On 5/25/21 1:41 AM, Simon Wiesheier wrote:
>
> However I am wondering why FE_DGPMonomial<dim> gives my quite good results as
> well. As I said, for "fine meshes" the results of the local and global
> approach are nearly the same and for coarse meshes, i.e. just one or two times
> globally refined meshes, the biggest deviation also reaches not more than 5%.
> I didn´t have to use FE_DGPMonomial so far. I´ve seen that for degree=1 this
> element has only 3 dofs per cell for a scalar problem in 2D, i.e I can not
> extrapolate the 4 qp-values to the nodes. But let´s assume I use this element
> for my local approach.
> -What is the relations of the resulting 3 nodel values to the 4 qp-values? Is
> it still something like minimizing the squared difference or is the idea a
> different one?

Yes, that's what the *projection* does: It minimizes the difference in some
kind of norm.

> -And why is there a difference at all between the local and global approach?
> Should the global approach not result in a block-diagonal matrix as well?
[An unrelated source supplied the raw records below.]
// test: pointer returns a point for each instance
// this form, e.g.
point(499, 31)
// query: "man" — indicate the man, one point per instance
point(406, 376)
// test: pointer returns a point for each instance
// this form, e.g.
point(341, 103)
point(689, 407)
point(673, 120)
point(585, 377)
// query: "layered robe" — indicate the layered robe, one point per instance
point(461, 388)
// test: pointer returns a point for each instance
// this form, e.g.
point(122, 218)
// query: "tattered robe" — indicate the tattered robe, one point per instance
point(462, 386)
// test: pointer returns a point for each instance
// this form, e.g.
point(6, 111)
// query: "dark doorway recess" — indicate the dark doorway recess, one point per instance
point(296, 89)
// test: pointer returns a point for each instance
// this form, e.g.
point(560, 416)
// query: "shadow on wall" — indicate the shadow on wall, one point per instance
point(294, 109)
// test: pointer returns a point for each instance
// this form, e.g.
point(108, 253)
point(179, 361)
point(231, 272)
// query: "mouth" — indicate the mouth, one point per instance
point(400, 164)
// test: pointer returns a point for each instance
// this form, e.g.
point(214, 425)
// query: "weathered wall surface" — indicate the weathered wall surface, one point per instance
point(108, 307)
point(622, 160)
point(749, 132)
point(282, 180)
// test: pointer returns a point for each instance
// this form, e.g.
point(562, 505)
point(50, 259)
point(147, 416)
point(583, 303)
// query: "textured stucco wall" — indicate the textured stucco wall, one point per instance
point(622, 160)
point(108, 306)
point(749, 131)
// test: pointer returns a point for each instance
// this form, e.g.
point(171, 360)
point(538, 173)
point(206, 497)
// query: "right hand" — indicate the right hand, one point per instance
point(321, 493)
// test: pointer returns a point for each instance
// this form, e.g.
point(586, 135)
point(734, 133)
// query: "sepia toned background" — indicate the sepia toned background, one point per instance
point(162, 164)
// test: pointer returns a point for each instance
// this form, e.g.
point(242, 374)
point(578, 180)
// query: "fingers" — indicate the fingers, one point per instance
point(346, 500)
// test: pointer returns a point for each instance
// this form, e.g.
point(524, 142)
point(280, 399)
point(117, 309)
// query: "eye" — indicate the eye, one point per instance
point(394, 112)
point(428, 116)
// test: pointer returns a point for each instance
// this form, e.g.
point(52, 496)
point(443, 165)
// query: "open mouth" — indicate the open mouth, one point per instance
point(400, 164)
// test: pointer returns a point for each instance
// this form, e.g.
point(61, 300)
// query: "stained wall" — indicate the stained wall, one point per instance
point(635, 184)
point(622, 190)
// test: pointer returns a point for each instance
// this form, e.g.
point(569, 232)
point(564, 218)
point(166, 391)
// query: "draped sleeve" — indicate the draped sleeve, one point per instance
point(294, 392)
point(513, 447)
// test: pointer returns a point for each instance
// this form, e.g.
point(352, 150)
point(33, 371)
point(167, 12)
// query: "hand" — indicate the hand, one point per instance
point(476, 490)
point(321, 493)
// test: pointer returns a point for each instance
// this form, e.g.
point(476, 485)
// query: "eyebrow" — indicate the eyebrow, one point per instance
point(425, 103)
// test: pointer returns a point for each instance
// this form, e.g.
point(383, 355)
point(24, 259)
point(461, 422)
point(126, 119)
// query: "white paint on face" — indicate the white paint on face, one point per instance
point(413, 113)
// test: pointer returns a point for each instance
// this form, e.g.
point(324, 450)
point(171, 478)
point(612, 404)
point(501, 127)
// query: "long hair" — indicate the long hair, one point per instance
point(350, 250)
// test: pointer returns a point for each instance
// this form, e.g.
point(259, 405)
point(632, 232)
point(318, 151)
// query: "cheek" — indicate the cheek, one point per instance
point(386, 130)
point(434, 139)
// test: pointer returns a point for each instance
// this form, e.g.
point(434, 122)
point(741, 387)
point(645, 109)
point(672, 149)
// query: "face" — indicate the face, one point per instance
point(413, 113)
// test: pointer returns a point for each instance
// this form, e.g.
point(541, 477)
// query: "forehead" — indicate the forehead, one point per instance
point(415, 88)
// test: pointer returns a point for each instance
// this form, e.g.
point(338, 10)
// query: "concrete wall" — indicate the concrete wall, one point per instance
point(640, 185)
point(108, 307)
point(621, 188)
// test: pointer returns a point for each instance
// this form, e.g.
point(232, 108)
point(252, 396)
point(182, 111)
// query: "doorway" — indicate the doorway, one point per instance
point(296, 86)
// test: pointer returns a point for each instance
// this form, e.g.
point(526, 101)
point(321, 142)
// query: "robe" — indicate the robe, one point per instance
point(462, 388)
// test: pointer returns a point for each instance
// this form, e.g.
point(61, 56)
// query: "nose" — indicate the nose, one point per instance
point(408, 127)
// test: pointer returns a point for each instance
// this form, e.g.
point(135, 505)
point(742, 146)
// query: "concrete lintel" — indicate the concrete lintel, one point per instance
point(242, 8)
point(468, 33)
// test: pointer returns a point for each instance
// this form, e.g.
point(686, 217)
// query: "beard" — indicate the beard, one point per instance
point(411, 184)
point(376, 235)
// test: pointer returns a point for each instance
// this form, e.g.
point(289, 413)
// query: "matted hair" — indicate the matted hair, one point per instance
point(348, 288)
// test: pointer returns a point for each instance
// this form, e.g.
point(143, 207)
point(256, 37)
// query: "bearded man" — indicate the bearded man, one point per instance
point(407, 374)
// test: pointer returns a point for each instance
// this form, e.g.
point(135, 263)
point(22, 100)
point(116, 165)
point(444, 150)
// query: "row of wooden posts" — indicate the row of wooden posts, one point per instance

The projection is local (=the matrix is block diagonal) if the space is
discontinuous. That is, you should get the same result whether you do the
local or the global projection for both FE_DGQ and FE_DGPMonomial, along with
all other discontinuous elements.

If you get different results between local and global projection for
FE_DGPMonomial, it would be interesting to investigate why.